A rivelare a l’ Unità gli assi portanti del piano è, con richiesta di restare anonimo, uno dei più stretti collaboratori di Abu Mazen.
Il “piano Obama” rappresenta una svolta strategica nell’ approccio americano al dossier mediorientale. Perchè va ben oltre l ‘enunciazione del principio dei due Stati, mettendo in campo una azione a tutto campo, cha va dalla politica al militare, dalla diplomazia all’ economia. Il “piano Obama” punta a coinvolgere altri partner arabi che la diplomazia statunitense considera fattori decisivi per un processo di stabilizzazione del Medio Oriente: si spiega così l’ apertura alla Siria e, cosa non meno significativa, l’ avvicinamento dell’ amministrazione Obama alle posizioni assunte da alcuni Paesi europei per ciò che concerne un’ altra questione cruciale: il coinvolgimento di Hamas in un negoziato (in una prima fase indiretto) che non si limiti al rafforzamento del cessate il fuoco a Gaza, ma che, passando per la ricostruzione della Striscia, finisca per tirar dentro Hamas, o quanto meno esponenti della sua ala più pragmatica, ad una trattativa che porti alla nascita dello Stato indipendente di Palestina. Le prove di disgelo avviate dagli Usa con la Siria di Bashar el Assad –i cui legami con Hamas palestinese ed Heezbollah libanese sono acclarati- vanno letti anche in questa chiave: avviare un dialogo con Hamas attraverso quei regimi arabi (come quello baathista siriano) che con il movimento islamico palestinese intrattengono rapporti di particolare collaborazione (un discorso che, in una prospettiva ravvicinata, potrebbe riguardare anche l’ Iran).
Sono quattro gli assi portanti del “piano Obama”. Ognuno dei quali investe nodi strategici del conflitto israelo-palestinese. Primo asse: la creazione di uno Stato palestinese demilitarizzato con stazionamento di forze americane internazionali (sul modello Unifil 2 nel Sud Libano) a garanzia della sicurezza e dei confini.
Secondo asse: compensazioni per il mancato ritorno dei profughi palestinesi.
Terzo asse: un accordo sullo status di Gerusalemme come “città aperta”.
Quarto asse: frontiere del 1967 con scambi territoriali negoziati”.
“Obama sa bene che il tempo in Medio Oriente non lavora per la pace e che occorre affrontare con decisione e da subito tutte le questioni dirimenti.
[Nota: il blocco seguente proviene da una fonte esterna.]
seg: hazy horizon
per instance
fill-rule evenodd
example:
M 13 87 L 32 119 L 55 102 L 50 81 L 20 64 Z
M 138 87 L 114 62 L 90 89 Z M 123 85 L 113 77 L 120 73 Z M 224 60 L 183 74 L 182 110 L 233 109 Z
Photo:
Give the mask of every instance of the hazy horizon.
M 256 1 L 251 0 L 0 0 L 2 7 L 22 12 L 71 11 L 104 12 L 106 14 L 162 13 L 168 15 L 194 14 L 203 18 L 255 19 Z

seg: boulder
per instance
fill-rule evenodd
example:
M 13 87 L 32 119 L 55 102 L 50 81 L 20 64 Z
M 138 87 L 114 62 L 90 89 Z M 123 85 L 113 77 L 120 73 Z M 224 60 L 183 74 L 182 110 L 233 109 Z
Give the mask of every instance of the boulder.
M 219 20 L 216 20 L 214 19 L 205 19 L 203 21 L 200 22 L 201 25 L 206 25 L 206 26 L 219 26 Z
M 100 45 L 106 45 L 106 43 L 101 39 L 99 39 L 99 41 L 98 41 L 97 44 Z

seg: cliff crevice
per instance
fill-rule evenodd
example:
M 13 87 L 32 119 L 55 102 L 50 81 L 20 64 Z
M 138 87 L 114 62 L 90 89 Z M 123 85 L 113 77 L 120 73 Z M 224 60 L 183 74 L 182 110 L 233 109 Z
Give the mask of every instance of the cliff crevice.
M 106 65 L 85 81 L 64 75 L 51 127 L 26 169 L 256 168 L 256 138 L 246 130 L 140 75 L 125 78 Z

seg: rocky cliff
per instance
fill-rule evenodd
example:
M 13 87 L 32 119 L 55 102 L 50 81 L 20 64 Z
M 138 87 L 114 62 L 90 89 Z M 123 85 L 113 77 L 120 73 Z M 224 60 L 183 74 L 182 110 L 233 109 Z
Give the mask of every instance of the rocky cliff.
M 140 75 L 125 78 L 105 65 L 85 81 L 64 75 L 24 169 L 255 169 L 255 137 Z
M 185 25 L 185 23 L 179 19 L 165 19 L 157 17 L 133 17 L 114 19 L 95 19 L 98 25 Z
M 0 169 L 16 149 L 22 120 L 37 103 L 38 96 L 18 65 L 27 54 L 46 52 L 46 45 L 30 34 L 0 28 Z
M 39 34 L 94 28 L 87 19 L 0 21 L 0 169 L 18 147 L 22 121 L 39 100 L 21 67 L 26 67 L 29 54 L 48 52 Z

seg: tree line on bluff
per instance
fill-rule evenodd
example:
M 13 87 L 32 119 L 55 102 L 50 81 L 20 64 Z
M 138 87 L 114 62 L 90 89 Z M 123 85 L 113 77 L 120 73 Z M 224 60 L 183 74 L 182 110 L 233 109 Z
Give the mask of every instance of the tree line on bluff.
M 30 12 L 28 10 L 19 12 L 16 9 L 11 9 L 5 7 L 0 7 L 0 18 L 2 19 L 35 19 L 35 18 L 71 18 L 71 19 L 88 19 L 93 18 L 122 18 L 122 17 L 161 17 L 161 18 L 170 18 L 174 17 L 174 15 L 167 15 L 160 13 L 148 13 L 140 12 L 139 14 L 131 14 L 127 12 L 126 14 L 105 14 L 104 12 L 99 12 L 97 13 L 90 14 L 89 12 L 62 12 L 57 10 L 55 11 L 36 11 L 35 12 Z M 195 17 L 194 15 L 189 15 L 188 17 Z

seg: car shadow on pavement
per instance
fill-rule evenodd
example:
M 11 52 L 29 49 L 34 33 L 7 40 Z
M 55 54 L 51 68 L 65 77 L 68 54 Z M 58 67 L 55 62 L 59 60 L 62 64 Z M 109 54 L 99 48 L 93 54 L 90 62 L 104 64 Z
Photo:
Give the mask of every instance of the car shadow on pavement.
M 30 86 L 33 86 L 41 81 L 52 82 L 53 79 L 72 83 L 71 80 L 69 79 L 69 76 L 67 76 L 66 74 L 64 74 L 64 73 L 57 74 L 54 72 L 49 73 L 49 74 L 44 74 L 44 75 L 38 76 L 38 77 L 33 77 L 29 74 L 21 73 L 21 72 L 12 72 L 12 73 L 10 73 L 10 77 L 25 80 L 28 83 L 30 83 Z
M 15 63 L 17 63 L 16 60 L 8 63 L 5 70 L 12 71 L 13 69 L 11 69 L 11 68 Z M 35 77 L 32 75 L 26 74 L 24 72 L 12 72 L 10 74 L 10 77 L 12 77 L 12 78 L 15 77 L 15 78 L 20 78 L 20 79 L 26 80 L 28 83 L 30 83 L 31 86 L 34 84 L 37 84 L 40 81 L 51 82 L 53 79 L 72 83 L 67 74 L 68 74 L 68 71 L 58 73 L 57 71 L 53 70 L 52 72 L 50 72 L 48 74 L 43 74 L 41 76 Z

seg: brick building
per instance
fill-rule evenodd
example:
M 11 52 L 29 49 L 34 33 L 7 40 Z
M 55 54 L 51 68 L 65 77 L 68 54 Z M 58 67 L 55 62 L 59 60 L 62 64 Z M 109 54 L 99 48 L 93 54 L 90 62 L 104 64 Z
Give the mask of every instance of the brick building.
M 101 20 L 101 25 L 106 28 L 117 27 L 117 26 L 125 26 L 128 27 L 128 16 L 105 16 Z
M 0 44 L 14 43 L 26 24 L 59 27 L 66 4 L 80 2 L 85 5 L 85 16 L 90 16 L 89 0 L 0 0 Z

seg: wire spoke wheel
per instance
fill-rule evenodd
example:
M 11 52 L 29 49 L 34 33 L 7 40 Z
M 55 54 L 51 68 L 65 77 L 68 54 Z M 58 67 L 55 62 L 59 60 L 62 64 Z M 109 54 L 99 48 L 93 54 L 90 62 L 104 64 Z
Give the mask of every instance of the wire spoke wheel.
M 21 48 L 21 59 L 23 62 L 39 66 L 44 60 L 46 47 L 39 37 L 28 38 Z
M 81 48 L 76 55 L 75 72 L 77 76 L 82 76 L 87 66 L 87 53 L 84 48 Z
La logica del rinvio, che sottintendeva gli accordi di Oslo-Washington, si è rivelata tragicamente fallimentare”, dice a l’ Unità Shlomo Ben Ami, ministro degli Esteri (laburista) ai tempi (luglio 2000) dei negoziati di Camp David.
Nell’ immediato, e come segno tangibile del sostegno americano alla leadership di Abu Mazen, Washington ha portato i finanziamenti per l’addestramento (in Giordania) delle forze di sicurezza dell’ Anp dai 75 milioni di dollari del 2008 ai 130 per il 2009. Così come si intensificano le pressioni della nuova amministrazione americana, accanto a quella dell’ Unione Europea, contro la politica israeliana degli insediamenti, in particolare nell’ area attorno a Gerusalemme.
A scriverlo ieri con evidenza è Haaretz, il giornale progressiste israeliano, secondo il quale Washington –attraverso canali riservati- ha trasmesso nelle ultime settimane quattro diverse proteste formali alle autorità israeliane, su altrettanti episodi controversi. La sensazione, secondo una fonte governativa israeliana, definita “di alto livello” da Haaretz, è che “la questione (degli insediamenti) sarà uno dei temi principali dell’ amministrazione Obama”, nel dossier bilaterale, “nelle prossime settimane e mesi”. “E non sarà facile dissentire con loro” da parte del nuovo governo in via di definizione in Israele guidato dal leader del Likud, Benyamin Netanyahu”.